For compatibility with the Perception Box inference engine, ONNX models must adhere to the following input and output interface specifications:

RGB Input: A tensor of shape (H, W, 3) representing the RGB image, where H and W are camera-specific dimensions. The expected data type is uint8, with values in the range [0, 255].
Depth Input: A tensor of shape (H, W) representing the raw depth image in millimeters, of type float32. The format and scale are assumed to match the raw depth output from the specific depth camera used.
Output: A tensor of shape (H, W, C) containing per-pixel semantic class logits, where C denotes the number of semantic categories.

ONNX models that conform to this I/O signature can be deployed directly, regardless of the internal architecture or preprocessing logic used prior to export.

Suggested Style: `torch.nn.Module` Wrapper

While any method that meets the I/O spec is allowed, an easily reproduceable method we’ve used is to create a wrapper as a torch.nn.Module derived class. This approach is proven to work for:

Hugging Face transformer-based segmentation models
ESANet and its fine-tuned variants

This lets you move all preprocessing inside the model and export it as a single self-contained unit.

Wrapper Implementation Pattern

1. Define a `torch.nn.Module` class:

class YourONNXWrapper(nn.Module):
    def __init__(self):
        super().__init__()
        ...

2. Inside `forward()`, convert inputs:

Assume input shapes:
- rgb: [H, W, 3]
- depth: [H, W]
Normalize inputs using pure PyTorch ops:

rgb = rgb.float() / 255.0
rgb = (rgb - mean) / std

depth = (depth - depth_mean) / depth_std

rgb = rgb.permute(2, 0, 1).unsqueeze(0)     # [1, 3, H, W]
depth = depth.unsqueeze(0).unsqueeze(0)     # [1, 1, H, W]

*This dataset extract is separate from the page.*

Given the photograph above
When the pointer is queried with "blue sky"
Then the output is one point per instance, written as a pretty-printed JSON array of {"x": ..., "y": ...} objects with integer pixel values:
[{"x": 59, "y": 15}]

3. Run model and return softmax output:

logits = self.model(rgb, depth)
return probs.squeeze(0).permute(1, 2, 0).contiguous()

ONNX Export Rules

Allowed in ONNX:

Pure PyTorch tensor operations: +, *, view, permute, interpolate, softmax, etc.
Any torch.nn.functional or torch.nn.Module ops.
self.register_buffer(...) for storing constants like mean/std.

Not Allowed:

NumPy or OpenCV (.numpy(), cv2, etc.)
Python control flow (if, for, try) involving tensor values.

Exporting

Use:

torch.onnx.export(
    model,
    (rgb_tensor, depth_tensor),
    "model.onnx",
    input_names=["rgb", "depth"],
    output_names=["segmentation"],
    dynamic_axes={
        "rgb": {0: "batch", 1: "height", 2: "width"},
        "depth": {0: "batch", 1: "height", 2: "width"},
        "segmentation": {0: "height", 1: "width", 2: "classes"}
    },
    opset_version=12
)

However, not all models support dynamic_axes during export. For example, ESANet uses internal control flow and hard-coded tensor operations (like F.interpolate with int(tensor.shape[i] * scale)) that depend on static sizes. These operations result in ONNX symbolic tracing failures or runtime shape mismatches when exported with dynamic input shapes.